Many degraders are classified as highly potent (OEL less than 10 µg/m3) or even ultra-potent (OEL less than 0.1 µg/m3) early in development — often based on limited toxicology data and conservative safety factors that reflect their catalytic efficiency and low clinical doses.
This potency profile drives the need for engineered processing equipment, making operations such as geometric mixing, repeated blending and contained transfers more complex and time-consuming in rigid or flexible isolators.
Scale-up amplifies these issues. Subtle changes in equipment geometry, powder movement or granulation behaviour can disrupt content uniformity in low-dose products.
Leveraging equipment trains that are geometrically similar across development and commercial scales, such as high-shear mixers and intermediate bulk containers designed with consistent angles and dimensions, can improve predictability and reduce the need for late redesign.
Throughout, formulation choices must balance process robustness, operator safety and patient practicality, so that the final dosage form remains suitable for clinical use while being feasible to manufacture at scale.
The same attributes that make TPDs attractive therapeutically (low doses and high potency) also raise the bar for analytical methods.
High-performance or ultra-performance liquid chromatography often suffices for many low-dose oral products, but further reductions in strength or drug load can push these techniques to their detection limits, especially for cleaning verification in multiproduct facilities.

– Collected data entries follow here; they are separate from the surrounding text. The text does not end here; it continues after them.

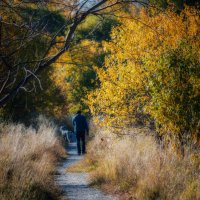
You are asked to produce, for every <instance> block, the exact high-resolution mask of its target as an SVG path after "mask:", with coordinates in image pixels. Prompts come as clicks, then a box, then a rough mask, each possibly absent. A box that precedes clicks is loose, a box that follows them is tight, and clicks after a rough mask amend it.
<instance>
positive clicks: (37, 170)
mask: <svg viewBox="0 0 200 200" xmlns="http://www.w3.org/2000/svg"><path fill="white" fill-rule="evenodd" d="M55 130H56V129H55V126H54V125H53V124H52V123H50V122H49V121H47V120H44V119H43V120H41V123H40V124H39V125H38V129H37V131H36V130H35V129H33V128H31V127H29V128H26V127H24V126H23V125H22V124H11V123H8V124H5V123H4V124H0V199H1V200H29V199H31V200H36V199H37V200H38V199H40V200H46V199H48V200H50V199H55V198H56V196H57V194H58V189H57V188H56V186H55V184H54V178H53V174H54V172H55V167H56V164H57V161H58V159H59V158H61V156H64V155H65V150H64V148H63V147H62V145H61V143H60V141H59V140H58V138H57V137H56V135H55Z"/></svg>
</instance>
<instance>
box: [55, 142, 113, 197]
mask: <svg viewBox="0 0 200 200" xmlns="http://www.w3.org/2000/svg"><path fill="white" fill-rule="evenodd" d="M67 151H68V158H67V159H66V161H64V162H63V163H62V165H61V166H59V167H58V173H59V175H56V177H55V178H56V183H57V184H58V185H59V186H60V187H61V188H62V190H63V191H64V199H67V200H116V198H114V197H111V196H107V195H105V194H104V193H103V192H102V191H100V190H98V189H95V188H92V187H90V186H89V183H88V174H87V173H71V172H69V173H68V172H67V173H66V168H68V167H70V166H71V165H74V164H75V163H76V162H78V161H80V160H81V159H83V156H78V155H77V152H76V143H70V144H69V145H68V148H67Z"/></svg>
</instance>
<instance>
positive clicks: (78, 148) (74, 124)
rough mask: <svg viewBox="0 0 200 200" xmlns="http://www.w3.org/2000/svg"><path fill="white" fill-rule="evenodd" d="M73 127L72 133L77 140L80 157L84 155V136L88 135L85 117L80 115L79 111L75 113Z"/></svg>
mask: <svg viewBox="0 0 200 200" xmlns="http://www.w3.org/2000/svg"><path fill="white" fill-rule="evenodd" d="M73 127H74V133H75V134H76V139H77V150H78V154H79V155H80V154H81V153H82V154H85V153H86V148H85V134H86V133H87V134H89V128H88V124H87V121H86V118H85V116H83V115H82V114H81V111H78V112H77V113H76V116H75V117H74V118H73Z"/></svg>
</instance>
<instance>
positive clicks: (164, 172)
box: [87, 128, 200, 200]
mask: <svg viewBox="0 0 200 200" xmlns="http://www.w3.org/2000/svg"><path fill="white" fill-rule="evenodd" d="M133 133H134V134H133ZM135 133H137V134H135ZM147 133H148V131H147V130H146V129H145V130H143V129H137V128H136V129H134V130H133V131H132V132H129V134H130V135H132V137H131V136H124V137H121V138H118V137H116V136H115V135H113V134H111V133H109V131H101V132H99V133H98V134H97V136H96V138H95V139H94V141H93V142H91V143H90V150H89V155H88V157H87V159H90V163H93V164H95V165H96V166H98V167H96V168H95V170H94V171H93V172H92V174H91V183H92V184H94V185H105V184H107V185H112V186H113V188H115V190H116V188H117V190H118V191H119V192H122V193H124V194H126V193H129V195H128V197H127V198H125V199H129V198H130V199H131V197H132V198H133V199H139V200H153V199H166V200H176V199H177V200H179V199H181V200H197V199H200V190H199V188H200V174H199V170H200V168H199V166H198V163H197V160H195V159H194V155H195V154H194V153H192V152H189V151H187V153H186V154H187V155H185V157H184V158H183V157H180V156H178V155H177V154H176V153H175V152H174V150H173V148H172V147H171V148H170V147H169V148H168V149H165V150H164V149H163V148H161V147H160V146H159V145H158V144H157V143H156V141H155V139H154V138H153V136H147ZM134 135H135V136H134ZM136 135H137V136H136Z"/></svg>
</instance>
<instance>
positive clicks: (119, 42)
mask: <svg viewBox="0 0 200 200" xmlns="http://www.w3.org/2000/svg"><path fill="white" fill-rule="evenodd" d="M152 13H153V12H152V11H149V10H148V11H146V10H142V11H141V12H140V14H139V16H138V14H135V16H134V17H133V18H130V17H129V18H128V17H127V18H126V17H124V18H121V19H119V20H120V22H121V25H120V26H119V27H116V28H114V29H113V31H112V41H111V42H105V43H104V50H105V51H106V52H109V53H110V54H109V55H108V56H107V57H106V59H105V66H104V68H102V69H98V70H97V74H98V77H99V80H100V83H101V85H100V88H99V89H97V90H95V91H94V92H91V93H90V94H89V95H88V102H87V103H88V104H89V106H90V109H91V112H92V114H93V115H94V116H95V117H96V120H97V121H98V123H99V124H101V125H104V126H112V127H115V128H116V127H123V126H124V125H131V124H133V123H135V122H138V121H139V122H142V123H146V122H147V121H150V120H149V119H154V120H155V121H156V123H157V125H158V128H159V129H160V128H162V132H165V133H167V132H168V133H171V132H174V133H177V134H180V132H184V131H190V132H191V133H192V134H194V133H197V126H198V125H197V124H198V121H197V118H198V102H197V97H198V95H199V92H198V87H199V78H198V69H199V57H200V51H199V45H200V37H199V11H198V10H195V9H193V8H186V9H185V10H183V11H182V13H181V14H176V13H175V12H173V10H170V9H168V10H167V11H166V12H162V13H159V14H156V15H155V14H152ZM133 15H134V13H133ZM182 66H183V67H182ZM179 77H181V78H180V79H179ZM177 88H178V89H177ZM185 110H187V112H188V114H187V113H186V111H185ZM184 111H185V113H184ZM191 127H193V128H191Z"/></svg>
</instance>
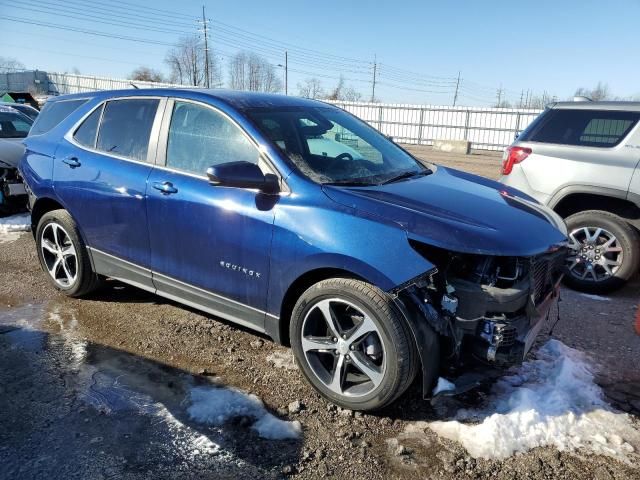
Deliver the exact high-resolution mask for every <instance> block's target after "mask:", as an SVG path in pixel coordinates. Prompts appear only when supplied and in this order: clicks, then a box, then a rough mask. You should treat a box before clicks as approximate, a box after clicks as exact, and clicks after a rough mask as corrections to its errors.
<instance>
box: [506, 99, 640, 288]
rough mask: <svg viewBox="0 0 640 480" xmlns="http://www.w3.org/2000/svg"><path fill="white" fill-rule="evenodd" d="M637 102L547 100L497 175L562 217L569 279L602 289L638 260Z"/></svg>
mask: <svg viewBox="0 0 640 480" xmlns="http://www.w3.org/2000/svg"><path fill="white" fill-rule="evenodd" d="M639 119H640V102H590V101H583V102H562V103H555V104H553V105H550V106H549V107H548V108H547V109H546V110H545V111H544V112H543V113H542V114H540V116H539V117H538V118H537V119H536V120H535V121H534V122H533V123H532V124H531V125H529V127H527V129H526V130H525V131H523V132H522V133H521V134H520V135H519V136H518V138H517V139H516V141H515V142H514V143H513V144H512V145H511V146H510V147H509V148H507V149H506V150H505V153H504V157H503V164H502V177H501V178H500V181H501V182H502V183H505V184H507V185H509V186H512V187H515V188H518V189H520V190H522V191H523V192H525V193H527V194H529V195H531V196H532V197H534V198H536V199H537V200H538V201H540V202H541V203H544V204H545V205H547V206H549V207H551V208H552V209H553V210H555V211H556V212H557V213H558V214H560V216H562V217H563V218H564V219H565V221H566V223H567V227H568V230H569V238H570V240H571V243H572V249H573V254H572V256H571V257H570V260H569V264H568V275H566V276H565V279H566V283H567V284H569V286H571V287H574V288H576V289H578V290H582V291H588V292H593V293H603V292H607V291H611V290H613V289H616V288H618V287H620V286H621V285H622V284H624V283H625V282H626V281H627V280H628V279H629V278H631V277H632V276H633V275H635V274H636V273H637V272H638V268H639V265H640V235H639V232H638V229H639V228H640V126H639V125H638V123H639V122H638V120H639Z"/></svg>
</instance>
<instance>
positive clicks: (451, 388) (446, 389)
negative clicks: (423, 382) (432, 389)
mask: <svg viewBox="0 0 640 480" xmlns="http://www.w3.org/2000/svg"><path fill="white" fill-rule="evenodd" d="M455 389H456V386H455V385H454V384H453V383H451V382H450V381H449V380H447V379H446V378H442V377H440V378H438V383H437V385H436V388H434V389H433V392H432V395H433V396H434V397H435V396H436V395H437V394H439V393H440V392H449V391H451V390H455Z"/></svg>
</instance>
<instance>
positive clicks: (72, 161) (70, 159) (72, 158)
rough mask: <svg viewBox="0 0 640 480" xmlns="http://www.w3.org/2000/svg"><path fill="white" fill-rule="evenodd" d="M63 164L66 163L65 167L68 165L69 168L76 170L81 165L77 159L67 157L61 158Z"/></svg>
mask: <svg viewBox="0 0 640 480" xmlns="http://www.w3.org/2000/svg"><path fill="white" fill-rule="evenodd" d="M62 162H63V163H66V164H67V165H69V166H70V167H71V168H76V167H79V166H80V165H82V164H81V163H80V160H78V158H77V157H67V158H63V159H62Z"/></svg>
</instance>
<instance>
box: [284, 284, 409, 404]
mask: <svg viewBox="0 0 640 480" xmlns="http://www.w3.org/2000/svg"><path fill="white" fill-rule="evenodd" d="M290 338H291V346H292V348H293V352H294V355H295V357H296V360H297V362H298V364H299V366H300V368H301V370H302V372H303V374H304V376H305V377H306V378H307V380H308V381H309V382H310V383H311V384H312V385H313V386H314V387H315V389H316V390H318V392H320V393H321V394H322V395H323V396H324V397H325V398H326V399H328V400H329V401H331V402H333V403H335V404H337V405H340V406H342V407H344V408H348V409H351V410H362V411H365V410H374V409H379V408H382V407H383V406H385V405H387V404H389V403H391V402H392V401H394V400H395V399H396V398H398V397H399V396H400V395H401V394H402V393H404V391H405V390H406V389H407V387H408V386H409V384H410V383H411V381H412V380H413V378H414V377H415V373H416V370H417V365H418V358H417V353H416V349H415V344H414V343H413V339H412V337H411V332H410V331H409V328H408V326H407V324H406V321H405V320H404V318H402V314H401V313H400V312H399V311H398V309H397V308H396V306H395V305H394V304H393V300H392V299H391V298H390V297H389V296H388V295H387V294H385V293H384V292H383V291H381V290H379V289H378V288H376V287H374V286H373V285H370V284H368V283H365V282H362V281H359V280H352V279H347V278H332V279H328V280H323V281H321V282H319V283H317V284H315V285H313V286H312V287H310V288H309V289H308V290H307V291H306V292H304V294H303V295H302V296H301V297H300V299H299V300H298V302H297V303H296V305H295V307H294V310H293V315H292V319H291V325H290Z"/></svg>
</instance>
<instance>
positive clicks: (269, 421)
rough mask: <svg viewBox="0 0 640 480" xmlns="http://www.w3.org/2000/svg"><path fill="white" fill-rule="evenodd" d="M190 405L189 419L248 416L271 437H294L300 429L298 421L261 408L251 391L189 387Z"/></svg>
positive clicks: (217, 419)
mask: <svg viewBox="0 0 640 480" xmlns="http://www.w3.org/2000/svg"><path fill="white" fill-rule="evenodd" d="M190 400H191V405H190V406H189V408H188V409H187V413H188V414H189V416H190V417H191V419H192V420H195V421H197V422H200V423H206V424H209V425H215V426H220V425H222V424H224V423H225V422H226V421H227V420H229V419H231V418H233V417H252V418H255V419H256V421H255V422H254V424H253V425H252V428H253V429H254V430H256V431H257V432H258V435H260V436H261V437H262V438H268V439H272V440H284V439H296V438H299V437H300V434H301V433H302V427H301V426H300V422H297V421H293V422H287V421H284V420H280V419H279V418H277V417H275V416H274V415H272V414H271V413H269V412H268V411H267V410H266V409H265V408H264V404H263V403H262V401H261V400H260V399H259V398H258V397H256V396H255V395H250V394H247V393H244V392H241V391H239V390H234V389H230V388H215V387H203V386H200V387H193V388H192V389H191V392H190Z"/></svg>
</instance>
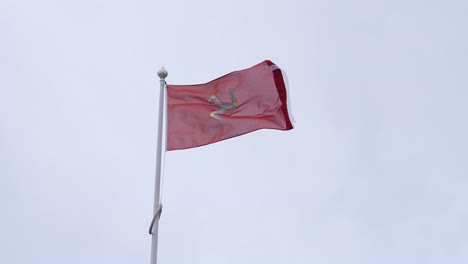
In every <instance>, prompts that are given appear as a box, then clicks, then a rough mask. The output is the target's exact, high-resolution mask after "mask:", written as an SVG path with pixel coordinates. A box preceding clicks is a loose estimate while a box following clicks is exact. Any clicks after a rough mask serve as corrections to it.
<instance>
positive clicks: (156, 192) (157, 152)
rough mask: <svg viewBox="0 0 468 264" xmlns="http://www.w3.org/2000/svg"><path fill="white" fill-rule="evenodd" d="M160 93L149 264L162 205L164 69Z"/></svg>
mask: <svg viewBox="0 0 468 264" xmlns="http://www.w3.org/2000/svg"><path fill="white" fill-rule="evenodd" d="M158 76H159V83H160V92H159V119H158V142H157V147H156V177H155V183H154V210H153V221H152V222H151V226H150V230H149V233H150V234H151V235H152V240H151V264H156V263H157V261H158V223H159V217H160V216H161V210H162V205H161V202H160V191H161V157H162V151H163V149H162V138H163V134H162V132H163V116H164V90H165V87H166V81H165V80H164V79H165V78H166V77H167V71H166V70H165V69H164V67H162V68H161V70H160V71H158Z"/></svg>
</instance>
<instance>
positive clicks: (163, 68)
mask: <svg viewBox="0 0 468 264" xmlns="http://www.w3.org/2000/svg"><path fill="white" fill-rule="evenodd" d="M158 76H159V78H161V79H165V78H166V77H167V71H166V69H164V67H162V68H161V70H159V71H158Z"/></svg>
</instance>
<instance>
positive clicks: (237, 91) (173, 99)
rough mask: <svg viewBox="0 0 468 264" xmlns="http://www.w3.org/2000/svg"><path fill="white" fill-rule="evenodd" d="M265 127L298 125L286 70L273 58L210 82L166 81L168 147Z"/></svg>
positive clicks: (190, 144) (280, 126)
mask: <svg viewBox="0 0 468 264" xmlns="http://www.w3.org/2000/svg"><path fill="white" fill-rule="evenodd" d="M263 128H269V129H279V130H290V129H292V128H293V126H292V124H291V120H290V118H289V113H288V106H287V94H286V86H285V83H284V79H283V74H282V72H281V70H280V68H278V67H277V66H276V65H275V64H274V63H273V62H271V61H269V60H266V61H264V62H262V63H260V64H257V65H255V66H253V67H251V68H248V69H245V70H240V71H235V72H231V73H229V74H226V75H224V76H222V77H219V78H217V79H215V80H213V81H211V82H209V83H206V84H197V85H167V150H178V149H187V148H193V147H198V146H203V145H207V144H211V143H214V142H217V141H220V140H224V139H228V138H231V137H236V136H240V135H243V134H246V133H249V132H252V131H255V130H258V129H263Z"/></svg>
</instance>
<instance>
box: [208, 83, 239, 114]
mask: <svg viewBox="0 0 468 264" xmlns="http://www.w3.org/2000/svg"><path fill="white" fill-rule="evenodd" d="M229 93H230V94H231V100H232V102H230V103H223V102H221V101H220V100H219V99H218V97H217V96H216V95H215V94H212V95H211V96H210V98H208V104H211V103H214V104H215V105H216V106H217V107H219V110H217V111H213V112H211V113H210V117H213V118H216V119H217V120H218V122H221V117H220V116H219V115H218V114H224V113H226V112H227V111H229V110H231V109H233V108H235V107H236V106H237V105H238V103H237V99H236V95H235V94H234V88H231V89H230V90H229Z"/></svg>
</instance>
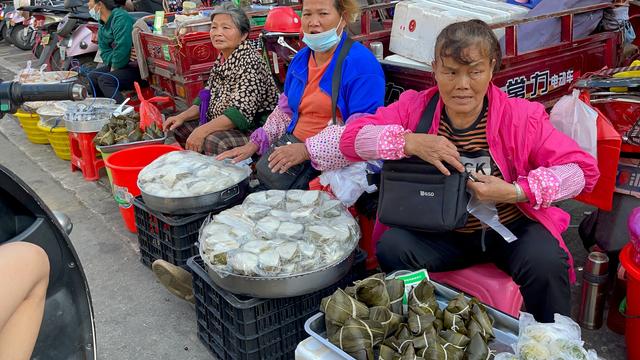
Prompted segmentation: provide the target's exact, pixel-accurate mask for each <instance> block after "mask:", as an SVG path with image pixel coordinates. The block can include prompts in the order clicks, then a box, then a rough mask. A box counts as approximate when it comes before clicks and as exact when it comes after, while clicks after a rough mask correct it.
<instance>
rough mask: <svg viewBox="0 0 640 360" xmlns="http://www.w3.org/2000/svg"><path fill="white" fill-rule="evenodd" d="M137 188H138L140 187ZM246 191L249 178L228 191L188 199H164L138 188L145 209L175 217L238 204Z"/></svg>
mask: <svg viewBox="0 0 640 360" xmlns="http://www.w3.org/2000/svg"><path fill="white" fill-rule="evenodd" d="M138 187H139V188H140V185H138ZM248 191H249V177H247V178H246V179H244V180H242V181H241V182H239V183H237V184H236V185H234V186H232V187H230V188H228V189H225V190H221V191H216V192H214V193H211V194H205V195H198V196H189V197H175V198H164V197H159V196H155V195H151V194H149V193H146V192H144V190H142V188H140V194H141V195H142V200H144V203H145V205H147V207H149V208H150V209H152V210H155V211H159V212H162V213H165V214H176V215H181V214H195V213H202V212H208V211H213V210H216V209H220V208H223V207H224V206H227V205H233V204H238V203H240V202H241V201H242V200H244V198H245V197H246V196H247V193H248Z"/></svg>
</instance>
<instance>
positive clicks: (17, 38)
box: [11, 24, 34, 50]
mask: <svg viewBox="0 0 640 360" xmlns="http://www.w3.org/2000/svg"><path fill="white" fill-rule="evenodd" d="M25 29H27V30H26V31H25ZM32 32H33V30H32V29H29V28H27V27H26V26H24V25H22V24H18V25H16V26H15V28H14V29H13V31H11V40H13V45H15V46H16V47H17V48H18V49H22V50H31V49H33V45H34V41H32V40H31V38H32V36H31V33H32Z"/></svg>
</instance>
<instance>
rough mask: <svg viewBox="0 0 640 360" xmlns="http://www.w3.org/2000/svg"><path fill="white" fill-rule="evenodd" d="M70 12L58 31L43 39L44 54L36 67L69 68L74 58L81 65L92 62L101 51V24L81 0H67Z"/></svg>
mask: <svg viewBox="0 0 640 360" xmlns="http://www.w3.org/2000/svg"><path fill="white" fill-rule="evenodd" d="M64 5H65V8H66V9H67V10H69V11H70V12H69V13H68V14H67V15H65V17H64V18H63V20H62V21H61V22H60V23H58V26H57V31H56V32H55V33H48V34H47V35H44V36H43V37H42V39H41V43H43V49H42V54H41V55H40V57H39V58H38V61H37V62H36V66H42V65H44V64H47V65H48V68H49V69H50V70H54V71H56V70H68V69H69V68H70V67H71V64H72V63H73V62H74V61H73V60H74V59H77V60H78V61H79V62H80V65H89V64H91V63H92V62H93V59H94V57H95V54H96V53H97V52H98V44H97V36H98V24H97V23H96V22H95V21H94V20H93V19H92V18H91V17H90V16H89V14H88V11H86V7H83V6H84V4H83V3H82V1H80V0H66V1H65V3H64Z"/></svg>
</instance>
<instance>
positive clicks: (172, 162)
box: [138, 151, 254, 231]
mask: <svg viewBox="0 0 640 360" xmlns="http://www.w3.org/2000/svg"><path fill="white" fill-rule="evenodd" d="M250 173H251V170H250V169H249V167H248V166H245V165H234V164H231V163H230V162H227V161H218V160H216V159H215V158H213V157H210V156H206V155H202V154H199V153H196V152H193V151H172V152H170V153H167V154H165V155H162V156H160V157H159V158H157V159H156V160H154V161H153V162H152V163H151V164H149V165H147V166H146V167H145V168H144V169H142V171H140V175H138V187H139V188H140V190H142V191H144V192H145V193H147V194H150V195H153V196H157V197H164V198H181V197H191V196H199V195H205V194H211V193H215V192H218V191H222V190H225V189H228V188H230V187H232V186H234V185H236V184H238V183H240V182H241V181H243V180H244V179H246V178H247V177H248V176H249V174H250ZM225 217H228V219H227V221H228V223H225V222H223V221H221V222H220V223H225V224H227V225H229V226H231V227H232V228H233V231H239V230H241V229H246V230H247V231H249V228H248V227H247V225H246V224H245V226H236V225H238V224H241V223H243V222H244V223H247V224H248V223H250V229H251V230H253V226H254V223H253V221H251V220H250V219H248V218H246V219H245V218H243V217H241V216H240V215H234V214H230V213H229V212H225V215H224V216H222V218H225ZM236 221H237V223H236Z"/></svg>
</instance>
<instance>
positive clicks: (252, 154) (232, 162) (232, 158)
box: [216, 141, 258, 164]
mask: <svg viewBox="0 0 640 360" xmlns="http://www.w3.org/2000/svg"><path fill="white" fill-rule="evenodd" d="M257 151H258V145H256V144H254V143H252V142H251V141H249V142H248V143H246V144H245V145H242V146H238V147H237V148H233V149H231V150H227V151H225V152H223V153H222V154H220V155H218V156H216V160H224V159H231V162H232V163H234V164H235V163H237V162H240V161H242V160H245V159H248V158H250V157H251V156H253V154H255V153H256V152H257Z"/></svg>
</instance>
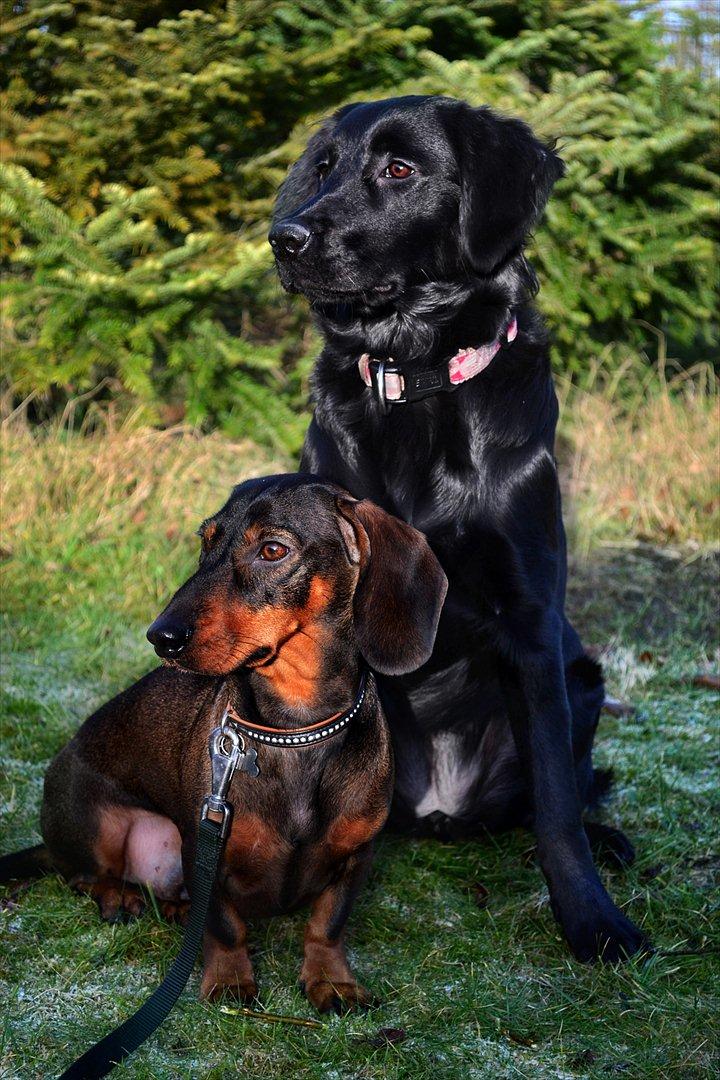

In such cases, liquid chromatography–mass spectrometry may be required to achieve the necessary sensitivity and specificity for both product release and contamination control.
LC–MS brings its own development challenges, including the optimisation of ionisation conditions, detector settings and sample preparation to recover trace APIs from complex matrices or equipment surfaces, so analytical strategy must evolve in step with potency and dose decisions.
Looking ahead: designing degraders for development reality
As discovery teams refine degrader chemistry, newer candidates are becoming more potent, more selective and effective at lower doses.
At the extreme, microgram or submicrogram strength tablets may be impossible to manufacture consistently using conventional approaches, even before considering the containment demands associated with ultra-potent compounds.
These pressures highlight the importance of early dialogue between discovery, drug substance and drug product teams so that manufacturability, solubility, morphology and stability considerations inform lead optimisation rather than becoming late-stage barriers.
Future solutions may include modifying TPDs to incorporate larger carrier structures for easier handling, as well as embracing greater automation and robotics for synthesis, blending and filling when human-centred processes can no longer safely accommodate ultra-high potency.
For sponsors and partners supporting oral TPD development, success will come from integrating enabling formulation technologies, high-potency containment, sensitive analytics and scale-aware process design within a coherent, molecule-led strategy that keeps pace with the field’s rapid growth.